Here are a few other simple examples found in daily life:

  • Organizing daily pills into a weekly pill box instead of opening multiple bottles every morning.
  • Using a password manager instead of trying to manually remember passwords.
  • Brushing your teeth in the shower.
  • Using an electric kettle to boil water faster.
  • Setting all bills to autopay and using auto shipping whenever possible.
  • Taking phone calls while walking your dog or during your commute.
  • Canceling a work meeting in favor of sending a video recording.

Now, if you save 20 seconds every day by using a pill box, that's equivalent to two hours per year. It's not exactly earth-shattering on its own, but when combined with other similar tactics you can start to see real value. That's the key mindset shift that needs to occur. One small change is insignificant, but lots of small changes can make a huge difference. 

Also, if we consider that on average we work 2,000 hours a year, saving two hours per year is like being 1% more productive at your job. 

This type of thinking really shines in the workplace, where the effects are compounded across an entire team of people. If you were to extend the previous email shortcut across a ten-person team, that adds up to around 167 cumulative hours saved per year. If you figure an average rate of $50 per hour, you're looking at over $8,000 in time savings just by implementing a keyboard shortcut.

Virtually every job involves some sort of repetition. Anything you do multiple times per day or week at your job can likely be optimized—and this is easy to do when you're thinking in terms of seconds. For example, a tool like Zapier allows you to create custom automations between softwares. It can do simple tasks that you'd otherwise have to do manually—an incredibly useful tool for saving seconds (and sometimes hours).

Let's say you want to send out every new company blog post to your team in Slack. In just a few minutes, you could create an automation where every time a blog post is published, Zapier sends the link to a Slack channel. Now, instead of spending 30 seconds doing this manually, it's done automatically. 

And this doesn't just apply to knowledge workers. Just the other day, I ordered a smoothie and noticed the employee had to move about three feet away from the blender to throw the banana peel into the trash. I pointed out that if he just moved the trash can directly next to the blender, he could save himself a few seconds every time he makes a smoothie.
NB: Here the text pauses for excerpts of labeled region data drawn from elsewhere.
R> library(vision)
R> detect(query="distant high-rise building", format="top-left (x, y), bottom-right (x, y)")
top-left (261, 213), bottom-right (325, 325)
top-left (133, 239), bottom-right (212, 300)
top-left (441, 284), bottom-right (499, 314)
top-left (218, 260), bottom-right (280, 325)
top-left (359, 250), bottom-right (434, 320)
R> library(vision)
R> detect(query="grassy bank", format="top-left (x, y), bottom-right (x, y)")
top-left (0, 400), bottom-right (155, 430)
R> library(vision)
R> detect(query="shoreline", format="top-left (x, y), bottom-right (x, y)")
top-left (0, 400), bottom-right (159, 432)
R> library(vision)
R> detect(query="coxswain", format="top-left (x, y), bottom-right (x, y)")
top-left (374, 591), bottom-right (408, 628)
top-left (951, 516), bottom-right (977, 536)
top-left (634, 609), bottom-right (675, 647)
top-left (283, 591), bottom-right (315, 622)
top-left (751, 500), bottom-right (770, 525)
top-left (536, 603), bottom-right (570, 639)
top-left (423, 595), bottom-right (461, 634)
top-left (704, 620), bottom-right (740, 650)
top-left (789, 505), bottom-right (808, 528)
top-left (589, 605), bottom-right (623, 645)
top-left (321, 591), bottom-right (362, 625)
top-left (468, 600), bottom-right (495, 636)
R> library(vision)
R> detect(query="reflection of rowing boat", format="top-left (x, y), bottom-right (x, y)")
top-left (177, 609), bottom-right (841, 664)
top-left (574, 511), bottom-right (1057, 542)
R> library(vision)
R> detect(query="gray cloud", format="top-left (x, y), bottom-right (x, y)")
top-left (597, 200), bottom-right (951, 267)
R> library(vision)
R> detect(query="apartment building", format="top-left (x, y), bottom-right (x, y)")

When you start to look for these small time-savings, you'll notice that they're all around you. The problem is that most of us are so ingrained in doing things the way we've always done them, that we don't seek them out. After working with thousands of teams, I can tell you first hand that no one wants to change the way they work. It can be frustrating, difficult, and annoying—at least initially. But once you get over that first hurdle and start to accept that there are better ways to get things done, you open yourself up to a world of possibilities

And while achieving lots of small wins in your daily life can be significant, there's something even bigger at play here. Imagine if everyone in an organization adopted this mentality. Imagine if your entire family did. When groups as a whole embrace this type of thinking, it can be truly game-changing.

And it all starts by recognizing the true value of a second.